There’s just main parts of my code, if you can spot some mistake I did? (I removed unnecessary part as config parsing, my custom classes for progress managing and so on, but the complete code doesn’t yield any error).
def main():
# Set cuda if it's available, set correct default tensor and set random seed
use_cuda = not config.no_cuda and torch.cuda.is_available()
device = torch.device("cuda" if use_cuda else "cpu")
# torch.manual_seed(config.seed) # Tried with or without manual seed
if device.type == 'cuda':
torch.set_default_tensor_type('torch.cuda.FloatTensor')
cudnn.benchmark = True
# Create train dataset factory with transforms and train_loader
train_dataset = dataset_factory.get_train_dataset(transforms=T.Compose([
T.RandomAffine(10, translate=(0.05, 0.05), scale=(0.9, 1.1), shear=5),
T.RandomHorizontalFlip(p=0.5),
T.ToTensor(),
T.Normalize(mean=[0.485, 0.456, 0.406], std=[0.229, 0.224, 0.225]),
]))
train_loader = torch.utils.data.DataLoader(
train_dataset,
batch_size=config.batch_size,
shuffle=True,
num_workers=config.num_of_workers,
pin_memory=config.pin_memory,
)
# Create test dataset with transforms and test_loader
test_dataset = dataset_factory.get_test_dataset(transforms=T.Compose([
T.ToTensor(),
T.Normalize(mean=[0.485, 0.456, 0.406], std=[0.229, 0.224, 0.225]),
]))
test_loader = torch.utils.data.DataLoader(
test_dataset,
batch_size=config.test_batch_size,
shuffle=False,
num_workers=config.num_of_workers,
pin_memory=config.pin_memory,
)
# Create models
model = resnet_18(pretrained=config.pretrained, num_classes=config.feature_size)

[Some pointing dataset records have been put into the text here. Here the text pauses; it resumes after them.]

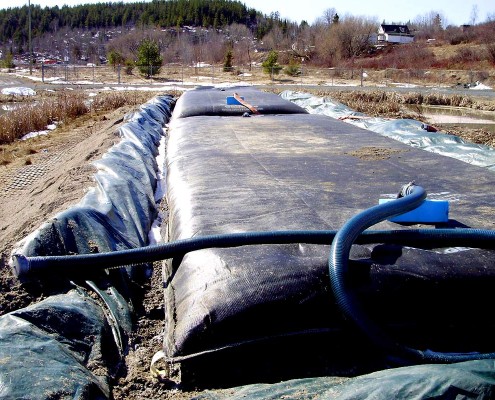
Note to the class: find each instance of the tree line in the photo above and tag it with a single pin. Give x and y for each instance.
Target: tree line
(163, 13)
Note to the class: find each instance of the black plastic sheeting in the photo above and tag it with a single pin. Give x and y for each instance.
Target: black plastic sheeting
(213, 101)
(468, 380)
(48, 350)
(266, 312)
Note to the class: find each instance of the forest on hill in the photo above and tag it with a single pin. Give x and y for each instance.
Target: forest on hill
(169, 13)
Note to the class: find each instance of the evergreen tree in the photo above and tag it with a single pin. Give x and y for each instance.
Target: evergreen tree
(149, 59)
(227, 64)
(271, 65)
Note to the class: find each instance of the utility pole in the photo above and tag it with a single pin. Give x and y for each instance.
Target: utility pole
(29, 39)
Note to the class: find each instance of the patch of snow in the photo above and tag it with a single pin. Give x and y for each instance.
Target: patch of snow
(19, 91)
(480, 86)
(34, 134)
(404, 85)
(201, 65)
(8, 107)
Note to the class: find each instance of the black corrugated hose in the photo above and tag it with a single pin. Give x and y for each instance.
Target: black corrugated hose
(411, 196)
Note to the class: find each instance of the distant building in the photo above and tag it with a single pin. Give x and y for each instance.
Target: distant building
(394, 34)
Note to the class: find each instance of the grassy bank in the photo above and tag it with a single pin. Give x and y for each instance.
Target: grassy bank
(392, 105)
(35, 114)
(66, 108)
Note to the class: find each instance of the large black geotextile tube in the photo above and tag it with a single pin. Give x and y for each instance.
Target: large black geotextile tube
(412, 197)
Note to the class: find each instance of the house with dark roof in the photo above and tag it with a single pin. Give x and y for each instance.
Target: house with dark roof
(394, 34)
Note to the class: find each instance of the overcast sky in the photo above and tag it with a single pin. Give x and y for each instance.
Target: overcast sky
(455, 12)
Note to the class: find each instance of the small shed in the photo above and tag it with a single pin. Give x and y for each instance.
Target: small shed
(394, 34)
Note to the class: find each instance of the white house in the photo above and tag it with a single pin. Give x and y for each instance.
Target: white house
(394, 34)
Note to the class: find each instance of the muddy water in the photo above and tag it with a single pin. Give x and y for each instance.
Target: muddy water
(458, 116)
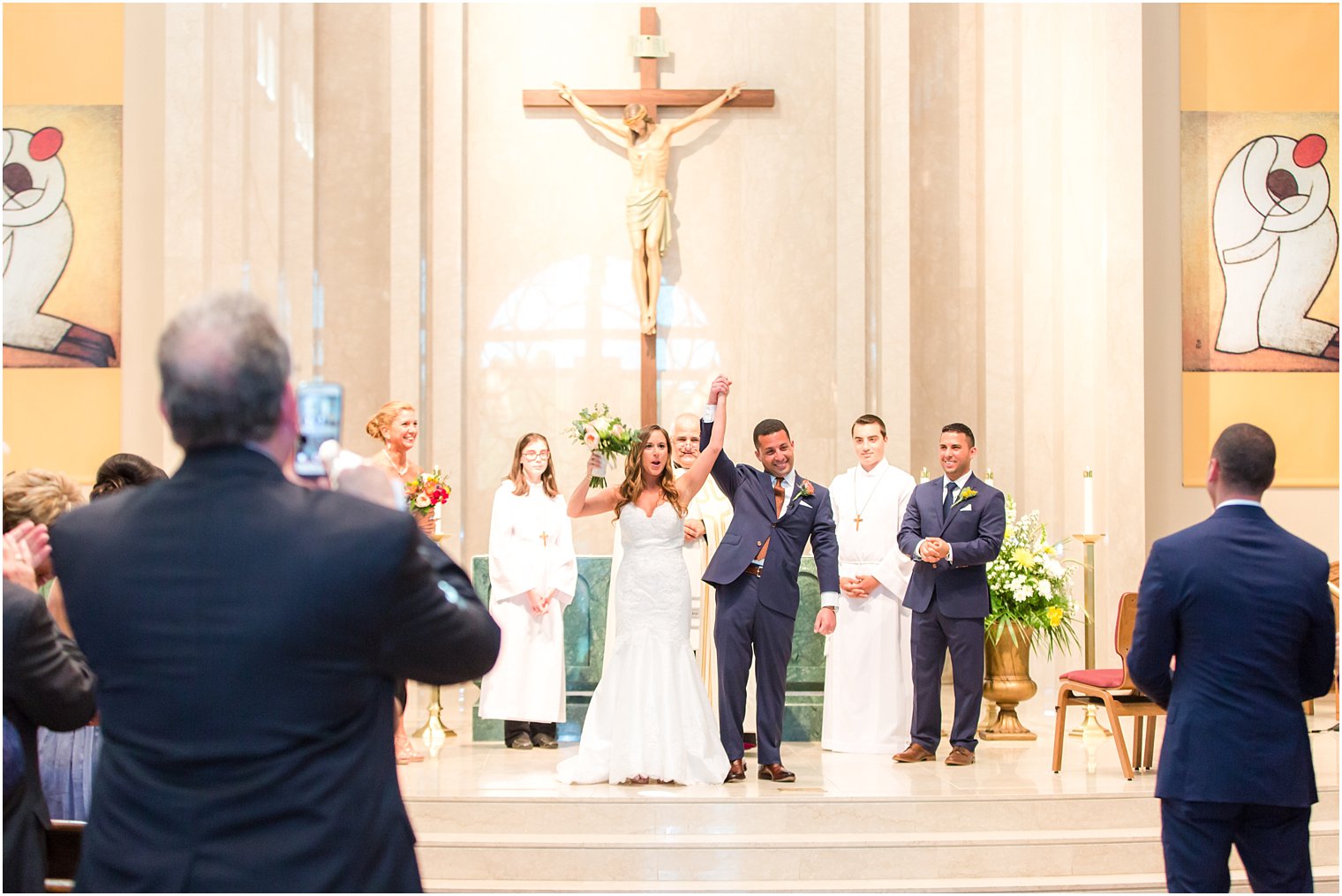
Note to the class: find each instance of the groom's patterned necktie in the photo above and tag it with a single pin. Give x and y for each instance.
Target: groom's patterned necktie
(777, 510)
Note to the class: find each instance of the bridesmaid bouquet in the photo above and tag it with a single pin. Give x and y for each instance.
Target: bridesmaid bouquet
(428, 493)
(598, 431)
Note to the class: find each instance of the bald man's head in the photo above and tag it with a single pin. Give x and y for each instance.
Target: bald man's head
(223, 369)
(684, 440)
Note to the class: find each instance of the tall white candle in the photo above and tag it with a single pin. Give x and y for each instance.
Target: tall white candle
(1089, 501)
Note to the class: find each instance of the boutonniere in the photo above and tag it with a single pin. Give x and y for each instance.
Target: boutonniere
(804, 490)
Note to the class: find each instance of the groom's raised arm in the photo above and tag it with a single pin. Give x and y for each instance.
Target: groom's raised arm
(724, 471)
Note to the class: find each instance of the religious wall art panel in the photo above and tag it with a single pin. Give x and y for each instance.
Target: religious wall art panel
(1261, 240)
(62, 237)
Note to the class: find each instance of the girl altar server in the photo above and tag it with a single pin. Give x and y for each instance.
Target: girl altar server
(533, 577)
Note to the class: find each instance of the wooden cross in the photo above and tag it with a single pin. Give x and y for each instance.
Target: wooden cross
(651, 95)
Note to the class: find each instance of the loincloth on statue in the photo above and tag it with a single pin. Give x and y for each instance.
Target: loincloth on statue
(645, 209)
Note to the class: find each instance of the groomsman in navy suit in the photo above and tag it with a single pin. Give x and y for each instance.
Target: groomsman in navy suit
(1241, 606)
(755, 569)
(953, 527)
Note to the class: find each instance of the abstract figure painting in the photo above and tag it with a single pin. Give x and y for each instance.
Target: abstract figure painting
(1261, 242)
(62, 177)
(1277, 243)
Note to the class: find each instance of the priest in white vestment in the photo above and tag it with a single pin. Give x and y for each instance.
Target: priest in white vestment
(869, 671)
(533, 577)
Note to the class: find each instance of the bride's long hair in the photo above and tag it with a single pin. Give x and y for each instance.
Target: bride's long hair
(634, 482)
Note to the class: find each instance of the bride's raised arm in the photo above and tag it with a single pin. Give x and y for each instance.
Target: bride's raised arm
(590, 505)
(693, 480)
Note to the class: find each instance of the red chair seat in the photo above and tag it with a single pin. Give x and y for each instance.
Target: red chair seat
(1096, 678)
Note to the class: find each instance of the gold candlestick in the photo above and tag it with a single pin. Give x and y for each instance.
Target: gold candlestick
(1090, 723)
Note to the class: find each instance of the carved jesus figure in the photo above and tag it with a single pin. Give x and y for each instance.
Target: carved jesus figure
(647, 207)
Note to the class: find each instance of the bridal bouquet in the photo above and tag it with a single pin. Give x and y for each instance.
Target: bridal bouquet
(428, 493)
(598, 431)
(1029, 584)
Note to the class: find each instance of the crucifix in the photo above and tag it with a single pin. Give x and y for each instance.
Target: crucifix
(648, 147)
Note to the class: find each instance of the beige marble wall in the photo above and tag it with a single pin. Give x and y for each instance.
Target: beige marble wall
(952, 212)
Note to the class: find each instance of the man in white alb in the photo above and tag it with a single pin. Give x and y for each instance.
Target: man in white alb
(869, 673)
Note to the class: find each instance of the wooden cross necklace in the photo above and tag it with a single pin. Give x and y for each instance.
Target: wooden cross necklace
(856, 518)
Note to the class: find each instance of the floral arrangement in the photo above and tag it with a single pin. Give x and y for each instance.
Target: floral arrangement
(598, 429)
(427, 493)
(1029, 584)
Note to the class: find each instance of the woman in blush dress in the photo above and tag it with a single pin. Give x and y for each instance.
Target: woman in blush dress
(650, 717)
(533, 577)
(396, 425)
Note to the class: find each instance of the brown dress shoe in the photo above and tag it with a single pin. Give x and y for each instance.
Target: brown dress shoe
(961, 757)
(914, 753)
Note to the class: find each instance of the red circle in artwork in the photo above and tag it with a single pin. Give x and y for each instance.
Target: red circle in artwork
(1310, 150)
(47, 142)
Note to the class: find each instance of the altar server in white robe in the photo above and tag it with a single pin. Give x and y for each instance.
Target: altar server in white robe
(869, 671)
(533, 577)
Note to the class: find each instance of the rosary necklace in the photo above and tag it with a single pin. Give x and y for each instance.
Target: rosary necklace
(856, 518)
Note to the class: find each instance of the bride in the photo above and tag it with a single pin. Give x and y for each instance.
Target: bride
(650, 718)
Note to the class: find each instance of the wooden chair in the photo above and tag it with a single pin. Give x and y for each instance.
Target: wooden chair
(1114, 689)
(64, 841)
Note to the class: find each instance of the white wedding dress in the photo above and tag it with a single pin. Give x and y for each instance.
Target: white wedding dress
(650, 715)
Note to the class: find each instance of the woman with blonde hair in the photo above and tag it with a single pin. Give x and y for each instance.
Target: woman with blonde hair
(66, 759)
(396, 425)
(650, 717)
(533, 577)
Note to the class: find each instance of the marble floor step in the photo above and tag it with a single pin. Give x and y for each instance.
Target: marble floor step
(854, 856)
(789, 813)
(1325, 880)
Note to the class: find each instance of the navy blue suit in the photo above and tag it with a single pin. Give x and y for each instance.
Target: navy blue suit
(1243, 608)
(245, 635)
(949, 599)
(756, 614)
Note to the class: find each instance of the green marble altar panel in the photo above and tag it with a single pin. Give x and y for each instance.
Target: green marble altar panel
(584, 651)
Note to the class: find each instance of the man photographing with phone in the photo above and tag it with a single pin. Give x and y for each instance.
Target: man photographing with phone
(288, 612)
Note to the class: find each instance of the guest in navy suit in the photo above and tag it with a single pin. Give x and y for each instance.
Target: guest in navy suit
(247, 635)
(755, 569)
(1241, 606)
(953, 527)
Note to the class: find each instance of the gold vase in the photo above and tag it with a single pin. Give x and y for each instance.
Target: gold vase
(1006, 681)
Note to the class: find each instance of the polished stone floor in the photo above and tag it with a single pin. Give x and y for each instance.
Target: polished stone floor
(464, 769)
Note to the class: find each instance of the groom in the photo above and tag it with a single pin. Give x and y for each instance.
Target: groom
(755, 570)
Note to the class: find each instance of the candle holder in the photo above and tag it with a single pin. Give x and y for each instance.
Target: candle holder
(434, 731)
(1090, 725)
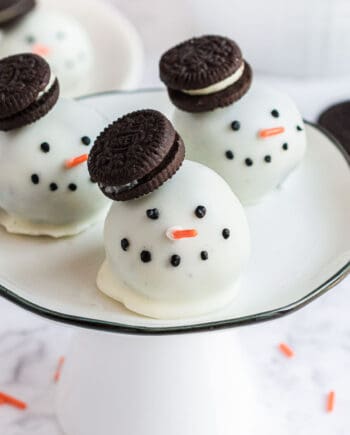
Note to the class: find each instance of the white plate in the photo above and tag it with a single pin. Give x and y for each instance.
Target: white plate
(118, 47)
(301, 247)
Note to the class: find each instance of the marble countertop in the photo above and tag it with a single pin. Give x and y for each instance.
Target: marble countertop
(293, 389)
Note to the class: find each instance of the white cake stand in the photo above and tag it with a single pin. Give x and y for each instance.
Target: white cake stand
(130, 375)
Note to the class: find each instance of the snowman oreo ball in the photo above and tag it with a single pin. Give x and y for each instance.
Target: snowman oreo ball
(57, 37)
(176, 239)
(252, 136)
(45, 188)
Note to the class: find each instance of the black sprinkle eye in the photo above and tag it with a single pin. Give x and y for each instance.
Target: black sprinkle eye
(86, 140)
(53, 187)
(200, 211)
(229, 155)
(146, 256)
(152, 213)
(204, 255)
(175, 260)
(35, 178)
(235, 125)
(30, 39)
(124, 243)
(72, 187)
(45, 147)
(225, 233)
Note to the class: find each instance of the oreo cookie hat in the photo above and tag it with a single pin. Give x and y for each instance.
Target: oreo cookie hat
(135, 155)
(336, 119)
(28, 90)
(205, 73)
(13, 10)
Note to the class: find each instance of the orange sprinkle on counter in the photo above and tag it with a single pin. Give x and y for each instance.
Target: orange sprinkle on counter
(286, 350)
(330, 401)
(12, 401)
(58, 371)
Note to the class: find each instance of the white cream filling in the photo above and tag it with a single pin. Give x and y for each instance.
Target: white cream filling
(48, 87)
(219, 86)
(118, 189)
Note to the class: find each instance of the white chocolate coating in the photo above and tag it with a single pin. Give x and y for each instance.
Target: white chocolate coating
(34, 208)
(209, 137)
(60, 39)
(196, 286)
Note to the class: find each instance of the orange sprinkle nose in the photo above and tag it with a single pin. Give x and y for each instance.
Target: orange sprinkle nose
(41, 49)
(267, 132)
(183, 234)
(75, 161)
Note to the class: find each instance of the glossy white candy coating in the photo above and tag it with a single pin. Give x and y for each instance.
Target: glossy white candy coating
(57, 37)
(195, 286)
(252, 165)
(29, 175)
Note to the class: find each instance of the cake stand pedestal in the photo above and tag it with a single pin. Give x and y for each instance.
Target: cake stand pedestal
(192, 384)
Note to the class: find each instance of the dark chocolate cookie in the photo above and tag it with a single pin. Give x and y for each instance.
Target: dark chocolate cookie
(336, 120)
(205, 103)
(135, 155)
(13, 10)
(190, 68)
(26, 93)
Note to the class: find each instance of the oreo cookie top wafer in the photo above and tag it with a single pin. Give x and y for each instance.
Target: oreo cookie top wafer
(13, 10)
(28, 90)
(336, 120)
(135, 155)
(205, 73)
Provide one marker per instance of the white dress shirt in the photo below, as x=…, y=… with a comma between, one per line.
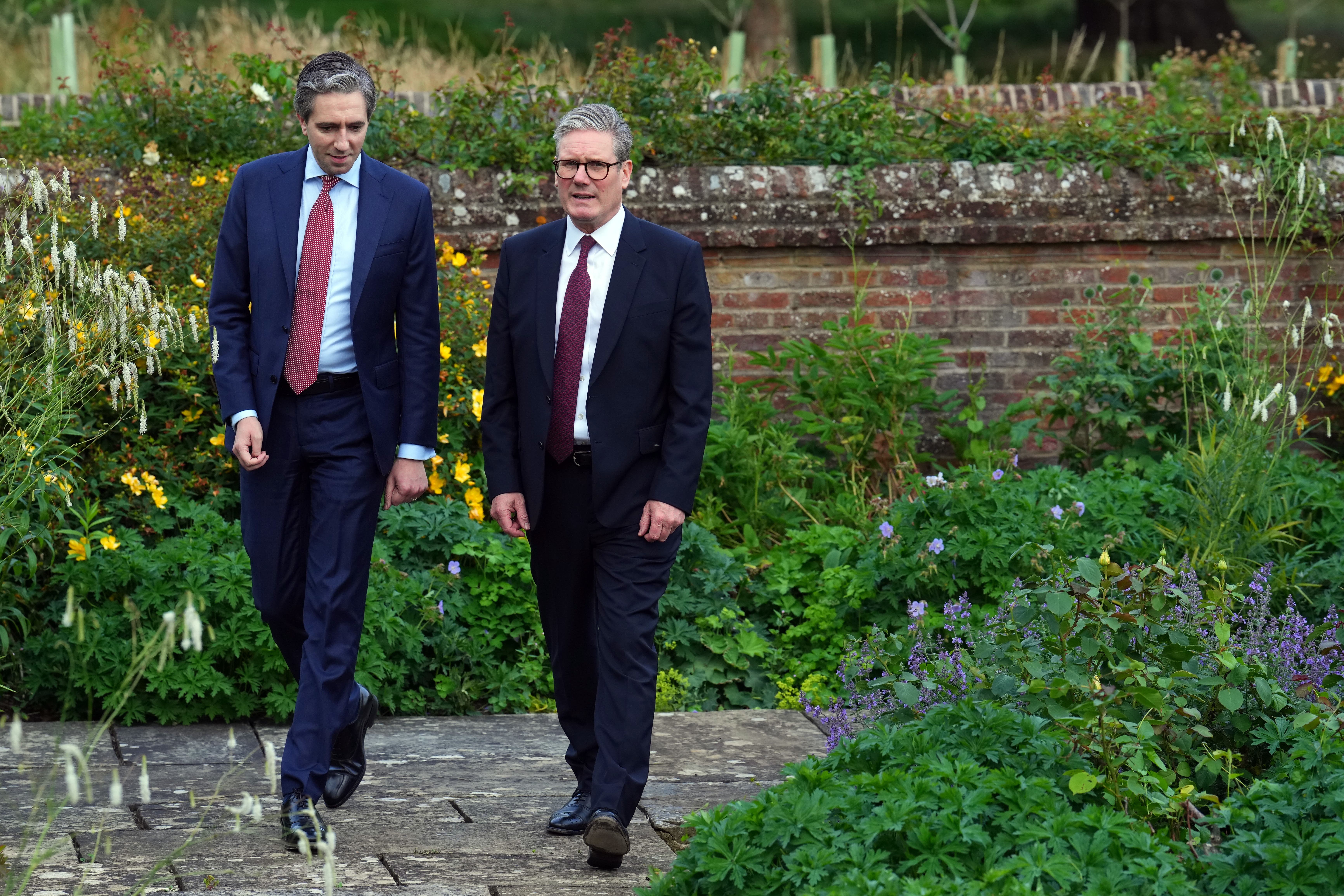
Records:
x=601, y=259
x=338, y=349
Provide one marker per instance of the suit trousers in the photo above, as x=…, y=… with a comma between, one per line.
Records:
x=308, y=518
x=599, y=592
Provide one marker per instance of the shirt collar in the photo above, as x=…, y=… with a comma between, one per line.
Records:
x=314, y=170
x=608, y=236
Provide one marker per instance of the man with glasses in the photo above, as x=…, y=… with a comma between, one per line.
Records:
x=597, y=405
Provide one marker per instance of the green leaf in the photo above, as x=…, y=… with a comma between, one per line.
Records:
x=1060, y=604
x=1082, y=782
x=1089, y=570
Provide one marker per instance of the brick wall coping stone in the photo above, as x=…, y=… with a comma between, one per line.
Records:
x=790, y=206
x=1297, y=96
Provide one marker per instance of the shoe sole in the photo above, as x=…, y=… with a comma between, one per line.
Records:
x=604, y=860
x=373, y=718
x=607, y=836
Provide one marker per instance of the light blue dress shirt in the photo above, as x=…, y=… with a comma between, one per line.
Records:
x=338, y=350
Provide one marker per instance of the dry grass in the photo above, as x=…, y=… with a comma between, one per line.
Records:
x=221, y=31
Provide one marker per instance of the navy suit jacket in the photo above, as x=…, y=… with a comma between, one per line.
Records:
x=650, y=394
x=394, y=297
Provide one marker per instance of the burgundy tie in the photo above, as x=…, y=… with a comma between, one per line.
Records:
x=569, y=358
x=315, y=269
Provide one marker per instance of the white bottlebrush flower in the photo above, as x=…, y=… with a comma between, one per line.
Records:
x=269, y=751
x=72, y=781
x=115, y=796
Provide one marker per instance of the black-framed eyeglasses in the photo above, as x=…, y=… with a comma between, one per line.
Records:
x=569, y=169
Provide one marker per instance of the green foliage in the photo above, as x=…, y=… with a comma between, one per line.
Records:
x=968, y=800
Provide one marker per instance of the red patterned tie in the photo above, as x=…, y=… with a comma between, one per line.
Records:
x=569, y=358
x=315, y=269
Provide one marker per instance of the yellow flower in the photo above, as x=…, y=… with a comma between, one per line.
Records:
x=475, y=500
x=132, y=483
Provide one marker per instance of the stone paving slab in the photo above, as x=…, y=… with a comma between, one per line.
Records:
x=42, y=738
x=452, y=807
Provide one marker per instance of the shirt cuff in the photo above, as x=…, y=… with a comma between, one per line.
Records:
x=416, y=452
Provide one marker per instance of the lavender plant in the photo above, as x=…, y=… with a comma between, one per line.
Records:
x=1155, y=675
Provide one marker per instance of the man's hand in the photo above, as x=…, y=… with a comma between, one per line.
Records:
x=405, y=483
x=248, y=444
x=659, y=522
x=510, y=511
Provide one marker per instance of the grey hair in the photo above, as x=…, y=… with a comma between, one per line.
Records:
x=596, y=116
x=333, y=73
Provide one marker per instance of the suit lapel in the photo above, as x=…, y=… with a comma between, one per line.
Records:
x=548, y=288
x=625, y=276
x=287, y=199
x=374, y=205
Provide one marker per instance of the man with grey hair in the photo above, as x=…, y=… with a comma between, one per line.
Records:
x=326, y=304
x=597, y=405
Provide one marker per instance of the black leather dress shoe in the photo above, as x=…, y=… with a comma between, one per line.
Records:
x=298, y=823
x=572, y=819
x=607, y=840
x=349, y=764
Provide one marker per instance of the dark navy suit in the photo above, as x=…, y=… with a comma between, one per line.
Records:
x=648, y=413
x=310, y=514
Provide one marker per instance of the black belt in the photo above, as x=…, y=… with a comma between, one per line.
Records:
x=330, y=384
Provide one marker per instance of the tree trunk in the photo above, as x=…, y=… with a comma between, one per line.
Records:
x=1159, y=25
x=769, y=26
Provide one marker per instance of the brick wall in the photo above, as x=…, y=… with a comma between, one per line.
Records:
x=984, y=257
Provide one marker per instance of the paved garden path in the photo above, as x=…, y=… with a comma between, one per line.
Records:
x=452, y=807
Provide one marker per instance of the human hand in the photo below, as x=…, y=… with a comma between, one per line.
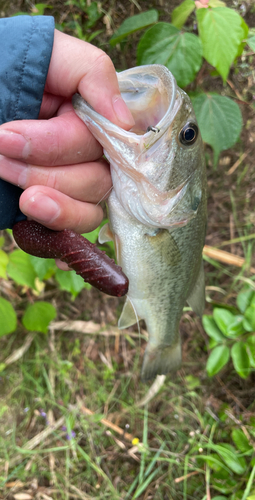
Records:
x=55, y=159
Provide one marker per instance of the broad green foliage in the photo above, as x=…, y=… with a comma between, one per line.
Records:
x=8, y=319
x=221, y=31
x=222, y=35
x=219, y=119
x=38, y=316
x=133, y=24
x=180, y=52
x=232, y=335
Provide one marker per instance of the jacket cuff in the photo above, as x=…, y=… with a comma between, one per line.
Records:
x=26, y=47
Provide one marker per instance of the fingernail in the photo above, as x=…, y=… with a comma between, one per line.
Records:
x=41, y=208
x=13, y=144
x=122, y=112
x=13, y=171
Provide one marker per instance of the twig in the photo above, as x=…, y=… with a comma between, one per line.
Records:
x=30, y=445
x=225, y=257
x=105, y=422
x=182, y=478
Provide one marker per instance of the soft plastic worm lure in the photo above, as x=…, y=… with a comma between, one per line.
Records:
x=86, y=259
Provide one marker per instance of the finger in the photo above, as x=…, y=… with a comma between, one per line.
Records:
x=88, y=182
x=78, y=65
x=50, y=105
x=59, y=141
x=58, y=211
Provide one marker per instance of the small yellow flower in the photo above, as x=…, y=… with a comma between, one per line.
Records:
x=135, y=441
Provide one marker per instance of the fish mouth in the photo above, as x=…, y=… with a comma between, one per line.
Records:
x=150, y=95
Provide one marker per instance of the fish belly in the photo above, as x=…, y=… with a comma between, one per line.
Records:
x=162, y=268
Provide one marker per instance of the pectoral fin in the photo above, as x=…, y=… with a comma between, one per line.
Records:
x=196, y=298
x=105, y=234
x=128, y=316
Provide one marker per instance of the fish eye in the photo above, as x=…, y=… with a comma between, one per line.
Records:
x=188, y=134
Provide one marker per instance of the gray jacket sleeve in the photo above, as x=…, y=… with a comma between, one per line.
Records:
x=26, y=45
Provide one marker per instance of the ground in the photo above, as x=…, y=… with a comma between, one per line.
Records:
x=64, y=375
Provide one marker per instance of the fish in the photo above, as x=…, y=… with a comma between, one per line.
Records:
x=157, y=207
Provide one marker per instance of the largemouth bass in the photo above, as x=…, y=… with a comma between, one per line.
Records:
x=157, y=207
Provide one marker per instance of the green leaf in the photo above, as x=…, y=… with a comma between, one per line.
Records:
x=219, y=119
x=133, y=24
x=240, y=359
x=250, y=344
x=219, y=498
x=20, y=269
x=217, y=359
x=180, y=52
x=228, y=454
x=221, y=32
x=243, y=299
x=71, y=282
x=250, y=316
x=181, y=13
x=223, y=318
x=216, y=3
x=251, y=43
x=8, y=318
x=236, y=328
x=3, y=264
x=44, y=268
x=241, y=441
x=38, y=316
x=211, y=329
x=93, y=14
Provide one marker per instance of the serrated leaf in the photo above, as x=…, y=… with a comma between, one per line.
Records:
x=20, y=269
x=243, y=299
x=217, y=359
x=250, y=316
x=3, y=264
x=241, y=441
x=133, y=24
x=71, y=282
x=236, y=328
x=221, y=32
x=240, y=359
x=251, y=43
x=181, y=13
x=8, y=318
x=223, y=318
x=219, y=119
x=38, y=316
x=250, y=343
x=180, y=52
x=211, y=329
x=44, y=268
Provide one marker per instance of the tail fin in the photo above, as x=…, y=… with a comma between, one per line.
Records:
x=159, y=360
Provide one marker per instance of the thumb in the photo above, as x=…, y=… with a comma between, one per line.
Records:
x=79, y=66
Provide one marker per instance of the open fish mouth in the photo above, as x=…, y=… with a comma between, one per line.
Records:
x=142, y=158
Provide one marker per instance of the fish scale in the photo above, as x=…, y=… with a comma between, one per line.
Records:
x=157, y=208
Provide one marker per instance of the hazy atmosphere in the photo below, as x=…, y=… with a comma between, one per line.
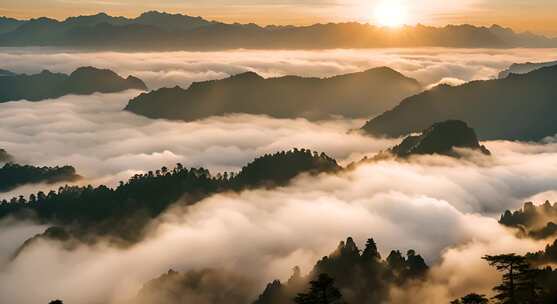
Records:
x=409, y=156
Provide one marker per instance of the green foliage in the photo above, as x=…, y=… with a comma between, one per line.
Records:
x=520, y=283
x=322, y=291
x=14, y=175
x=362, y=277
x=124, y=211
x=530, y=217
x=84, y=80
x=509, y=116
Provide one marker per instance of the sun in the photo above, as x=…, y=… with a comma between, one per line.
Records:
x=390, y=13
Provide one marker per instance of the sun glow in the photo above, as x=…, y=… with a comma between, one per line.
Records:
x=390, y=13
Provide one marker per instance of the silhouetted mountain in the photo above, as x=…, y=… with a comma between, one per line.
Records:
x=14, y=175
x=361, y=277
x=519, y=107
x=440, y=138
x=155, y=30
x=523, y=68
x=279, y=168
x=84, y=80
x=5, y=156
x=544, y=257
x=537, y=222
x=352, y=95
x=9, y=24
x=6, y=73
x=123, y=212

fc_layer = AddMarginProduct(config.feature_size, train_dataset.one_hot_vector_classes)
# Cast to device
model.to(device)
fc_layer.to(device)
# Create loss func and optimizer
criterion = F.cross_entropy
optimizer = torch.optim.SGD([{'params': model.parameters()}, {'params': fc_layer.parameters()}], lr=config.lr, weight_decay=config.weight_decay, momentum=config.momentum)
# Set scheduler and set initial epoch
scheduler = StepLR(optimizer, step_size=config.lr_step_size, gamma=config.lr_gammma)
start_epoch = 1
# Model manager is just wrapper for torch.save() and torch.load(), because it automatically adds best accuracies to the dictionary
model_manager = ModelManager()
# If we should resume
if args.resume and os.path.isfile(args.resume):
fc_load_failed = False
# Load the checkpoint
print('Loading checkpoint {}'.format(args.resume))
checkpoint_state = model_manager.load_model_checkpoint(args.resume)
# Models
model.load_state_dict(checkpoint_state["models"]["model"])
try:
fc_layer.load_state_dict(checkpoint_state["models"]["fc_layer"])
# fc_layer.to(device)
except Exception as e:
fc_load_failed = True
print("Cannot load fc_layer (probably wrong dimensions from loaded model) - exception: ", e)
# Load model only (not the optimizer and other options)
if not args.model_only:
scheduler.load_state_dict(checkpoint_state['scheduler'])
if not fc_load_failed:
optimizer.load_state_dict(checkpoint_state['optimizer'])
start_epoch = checkpoint_state['epoch'] + 1
config.epochs += start_epoch
print("Loaded checkpoint '{}' (epoch {})".format(args.resume, start_epoch))
# Train
for epoch in range(start_epoch, config.epochs):
scheduler.step()
# In this function is called model.train() and fc_layer.train()
train(config, model, fc_layer, device, train_loader, optimizer, criterion, epoch, update_logger, epoch_logger)
# There is called model.eval() and fc_layer.eval()
lfw_acc = test(config, model, fc_layer, device, test_loader, criterion, epoch_logger, epoch, evaluator, plots_dir)
# Save model after each epoch
model_manager.save_model_checkpoint(
os.path.join(models_dir, "{}_e_{}_acc_{}.pth".format(config.model, str(epoch).zfill(4), lfw_acc)),
{
"model_arch": config.model,
"fc_layer_arch": config.fc_layer,
"models": {
"model": model.state_dict(),
"fc_layer": fc_layer.state_dict()
},
"optimizer": optimizer.state_dict(),
"scheduler": scheduler.state_dict(),
"epoch": epoch,
},
lfw_acc,
os.path.join(models_dir, "{}_best.pth".format(config.model))
)
Have I done anything wrong?
Also I tried pytorch version 0.4.1 and 1.0.0, and nothing changed.
Thank you very much for your help, I am a little desperate, because I am out of ideas what could be wrong.